If the female has shredded fins, this will heal by itself, in a few days. If there are any open wounds or red marks...you need to seperate the fish...and treat it. BN are hardy fish...and should heal quickly!


----------



## mrpotato

I'm running a 25 gallon tank. I had recently purchased the bristlenose from petco and it was around the same size as my male which is about 3 inches. Right now, I separated the beaten up BN. It doesnt look to well right now. Hopefully it'll get better. Thanks for the help everyone


----------



## pureplecs

I have a BN male that is very mean to the female BN and they have not spawned. I do believe that this is not normal but it can indeed happen.


----------



## Caitlin Rose

I have thought about getting one for my new 29 gallon tank, I hear they are territorial with other males, but what about other bottom dwellers like catfish? Anyone have experience of interspecies contact?


----------



## violet

My experience has been that they are pretty unpredictable. Even a fish which has always behaved well can get weird in a new but similar situation. I have a big aggressive female, she occasionally harrasses her male/mate. He then picks on a little juvie. I had two siblings, turned out be be a male & female which started fighting despite being raised together. Generally male bushynose pick on other males first, then possibly females and juvie males then other plecs. Finally any fish which has even the slightest idea of having a territory. I have a couple of adult pairs both set with a bunch, 10?, of corys each and the corys are ignored so far. I haven't tried Botia loaches.
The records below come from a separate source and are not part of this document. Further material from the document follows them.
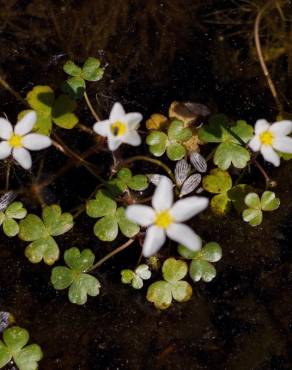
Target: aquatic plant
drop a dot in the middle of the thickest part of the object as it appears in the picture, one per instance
(145, 204)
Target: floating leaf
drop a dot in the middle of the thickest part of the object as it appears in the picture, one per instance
(162, 292)
(14, 347)
(75, 276)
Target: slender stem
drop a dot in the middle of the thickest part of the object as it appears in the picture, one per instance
(151, 160)
(260, 54)
(7, 87)
(111, 254)
(93, 112)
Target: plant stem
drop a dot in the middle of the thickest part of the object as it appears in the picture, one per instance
(151, 160)
(93, 112)
(260, 54)
(111, 254)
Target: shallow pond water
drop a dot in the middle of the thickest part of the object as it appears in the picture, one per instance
(157, 52)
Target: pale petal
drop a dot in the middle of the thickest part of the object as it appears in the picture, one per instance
(255, 144)
(132, 138)
(270, 155)
(186, 208)
(261, 126)
(133, 120)
(22, 156)
(117, 112)
(184, 235)
(36, 141)
(25, 125)
(102, 128)
(6, 129)
(113, 143)
(283, 144)
(281, 127)
(142, 215)
(155, 238)
(5, 150)
(163, 195)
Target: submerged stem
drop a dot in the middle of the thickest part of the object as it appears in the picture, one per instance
(151, 160)
(111, 254)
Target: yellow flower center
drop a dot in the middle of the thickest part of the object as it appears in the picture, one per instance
(118, 128)
(267, 138)
(15, 141)
(163, 219)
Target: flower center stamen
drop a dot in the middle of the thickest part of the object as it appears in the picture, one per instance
(163, 219)
(267, 138)
(15, 141)
(118, 128)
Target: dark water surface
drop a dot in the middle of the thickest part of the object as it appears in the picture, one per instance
(157, 52)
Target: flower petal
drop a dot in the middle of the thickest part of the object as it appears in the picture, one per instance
(281, 127)
(102, 127)
(22, 156)
(133, 120)
(186, 208)
(117, 112)
(255, 143)
(132, 138)
(163, 195)
(25, 125)
(270, 155)
(155, 238)
(142, 215)
(184, 235)
(113, 143)
(36, 141)
(261, 126)
(6, 129)
(283, 144)
(5, 149)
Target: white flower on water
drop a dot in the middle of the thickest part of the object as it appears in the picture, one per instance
(120, 128)
(270, 138)
(19, 141)
(165, 218)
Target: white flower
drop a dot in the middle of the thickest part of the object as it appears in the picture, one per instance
(17, 141)
(120, 128)
(165, 218)
(271, 138)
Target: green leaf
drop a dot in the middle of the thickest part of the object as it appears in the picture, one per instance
(101, 206)
(201, 269)
(62, 114)
(176, 131)
(157, 142)
(253, 216)
(106, 229)
(174, 270)
(74, 87)
(15, 340)
(127, 227)
(72, 69)
(32, 228)
(269, 202)
(91, 70)
(160, 294)
(10, 227)
(228, 153)
(252, 200)
(79, 261)
(138, 183)
(217, 182)
(16, 210)
(80, 284)
(175, 151)
(56, 222)
(43, 249)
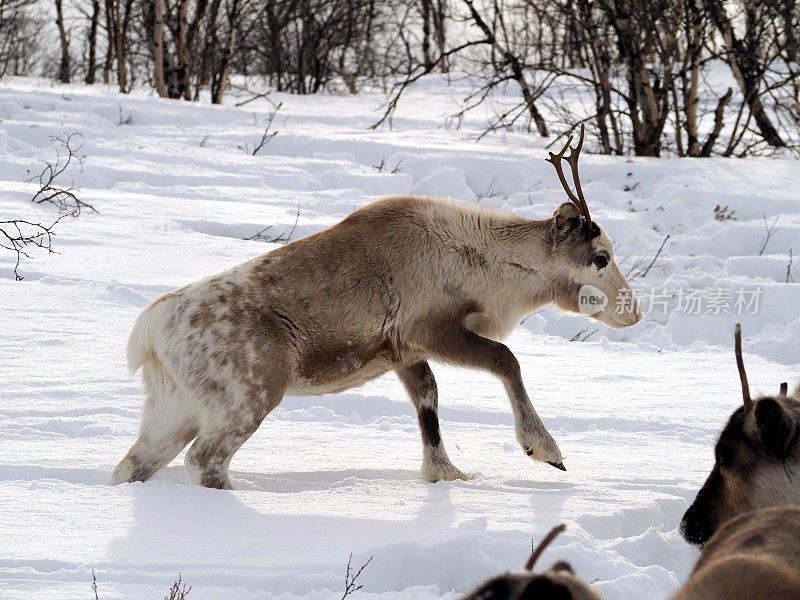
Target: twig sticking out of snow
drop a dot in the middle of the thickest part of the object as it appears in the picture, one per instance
(178, 591)
(268, 135)
(18, 236)
(537, 552)
(282, 238)
(643, 272)
(350, 579)
(771, 230)
(580, 337)
(50, 190)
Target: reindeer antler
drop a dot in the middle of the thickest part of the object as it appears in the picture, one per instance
(572, 159)
(737, 338)
(543, 546)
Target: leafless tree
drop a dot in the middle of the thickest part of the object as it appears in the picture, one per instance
(20, 236)
(51, 188)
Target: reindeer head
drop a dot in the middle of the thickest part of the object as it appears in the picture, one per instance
(590, 279)
(559, 583)
(757, 460)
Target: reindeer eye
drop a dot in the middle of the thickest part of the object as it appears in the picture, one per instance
(724, 456)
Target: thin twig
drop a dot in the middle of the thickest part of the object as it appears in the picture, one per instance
(282, 238)
(50, 190)
(18, 235)
(646, 270)
(771, 230)
(543, 546)
(267, 135)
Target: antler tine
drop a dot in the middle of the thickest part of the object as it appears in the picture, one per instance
(543, 546)
(737, 338)
(572, 159)
(555, 160)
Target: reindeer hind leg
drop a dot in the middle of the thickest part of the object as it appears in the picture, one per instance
(169, 423)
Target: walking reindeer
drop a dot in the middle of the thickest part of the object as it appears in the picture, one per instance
(402, 280)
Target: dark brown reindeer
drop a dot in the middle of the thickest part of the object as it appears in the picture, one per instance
(753, 556)
(557, 583)
(757, 460)
(402, 280)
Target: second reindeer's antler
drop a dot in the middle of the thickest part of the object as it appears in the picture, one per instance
(543, 546)
(574, 153)
(737, 341)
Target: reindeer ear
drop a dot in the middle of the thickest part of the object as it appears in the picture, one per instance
(563, 565)
(566, 217)
(776, 426)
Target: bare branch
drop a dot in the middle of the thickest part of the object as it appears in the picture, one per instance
(19, 236)
(267, 135)
(350, 578)
(50, 187)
I did try a tank divider once to reintroduce my big cranky female to the good daddy male and that went better than just putting them together with no barrier.

violet


----------



## girth vader

Caitlin Rose said:


> I have thought about getting one for my new 29 gallon tank, I hear they are territorial with other males, but what about other bottom dwellers like catfish? Anyone have experience of interspecies contact?
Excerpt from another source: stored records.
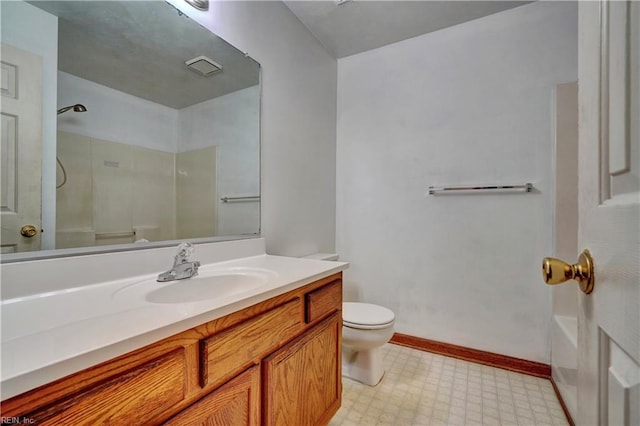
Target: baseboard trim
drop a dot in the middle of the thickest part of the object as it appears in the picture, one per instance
(562, 404)
(505, 362)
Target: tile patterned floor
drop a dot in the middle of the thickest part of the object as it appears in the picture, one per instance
(421, 388)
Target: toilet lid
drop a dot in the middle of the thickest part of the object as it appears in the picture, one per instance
(366, 314)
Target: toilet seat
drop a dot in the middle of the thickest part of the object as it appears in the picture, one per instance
(366, 316)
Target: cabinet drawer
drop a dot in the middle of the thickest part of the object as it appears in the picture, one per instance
(323, 301)
(237, 402)
(225, 354)
(135, 397)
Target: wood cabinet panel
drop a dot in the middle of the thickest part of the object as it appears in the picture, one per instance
(323, 301)
(236, 403)
(234, 349)
(189, 377)
(302, 381)
(134, 397)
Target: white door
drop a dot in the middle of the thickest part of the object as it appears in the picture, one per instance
(609, 218)
(21, 152)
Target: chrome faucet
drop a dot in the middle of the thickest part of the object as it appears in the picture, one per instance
(182, 266)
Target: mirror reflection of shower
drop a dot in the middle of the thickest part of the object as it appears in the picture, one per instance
(75, 108)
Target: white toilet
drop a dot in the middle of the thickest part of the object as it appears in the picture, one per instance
(365, 327)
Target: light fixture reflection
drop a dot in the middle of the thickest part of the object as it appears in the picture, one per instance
(199, 4)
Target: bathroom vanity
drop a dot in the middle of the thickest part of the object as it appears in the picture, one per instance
(276, 360)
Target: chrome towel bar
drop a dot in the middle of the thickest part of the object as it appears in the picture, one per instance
(247, 198)
(527, 187)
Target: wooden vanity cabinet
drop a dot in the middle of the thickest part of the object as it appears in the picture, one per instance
(275, 363)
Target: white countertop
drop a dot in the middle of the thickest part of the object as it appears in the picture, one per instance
(48, 335)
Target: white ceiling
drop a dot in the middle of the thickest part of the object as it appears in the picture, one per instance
(140, 48)
(360, 25)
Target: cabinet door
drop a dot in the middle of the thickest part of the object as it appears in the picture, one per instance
(302, 383)
(237, 403)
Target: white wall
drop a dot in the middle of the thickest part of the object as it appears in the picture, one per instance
(116, 116)
(29, 28)
(467, 104)
(232, 123)
(298, 121)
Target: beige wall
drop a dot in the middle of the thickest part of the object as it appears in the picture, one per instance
(112, 189)
(196, 193)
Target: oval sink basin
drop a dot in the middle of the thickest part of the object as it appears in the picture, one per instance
(208, 286)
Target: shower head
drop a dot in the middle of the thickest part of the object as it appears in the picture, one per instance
(76, 108)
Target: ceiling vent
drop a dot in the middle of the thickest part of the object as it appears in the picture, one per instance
(203, 66)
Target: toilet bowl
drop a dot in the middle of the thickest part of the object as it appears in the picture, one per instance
(365, 328)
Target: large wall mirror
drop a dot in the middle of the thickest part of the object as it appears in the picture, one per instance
(125, 124)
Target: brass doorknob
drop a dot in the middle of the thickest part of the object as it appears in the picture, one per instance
(555, 271)
(28, 231)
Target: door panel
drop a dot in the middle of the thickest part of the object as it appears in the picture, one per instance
(609, 213)
(21, 148)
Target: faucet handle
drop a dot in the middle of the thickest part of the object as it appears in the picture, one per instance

My BN is about 4 yrs old now (male) and is approx 6 inches, nicely plump  I have him in a tank with 6 cories and a generic pleco that I adopted from a next door neighbour that was going to flush him when he took his tank down. They get along amazing, they even graze with each other without ever chasing. perhaps I got lucky with the pairing but no probs in my tank. I also feed them 2 6" (cut lenght wise) cucumbers once a week, so I'm sure that helps. plus its a heavily planted tank. lotsa food. I have had many plecos, royal, gold nugget, rubbernose ect. and my favorite is hands down the BN, he actually lines up in the front of the tank with the cories all in a row, and stares at me  next time they do that I will take a pic for sure, funniest thing you will ever see.  like a firing squad waiting for me to feed them 

ziggy.


----------



## dwool36

My BN gets along great with my cories too. He actually cues off their activity. When he sees them start to scurry around he knows it's feeding time. He then follows them to find the food.


----------



## Sprite42

Mine also cue from the corys. I keep two BN's, one longfin, and two chocolate dwarfs together. After the initial "this is my space" thing, they all settled really well. 

Also, they do get along really well with clown loaches, yoyo loaches, kuhli's and dojos.


----------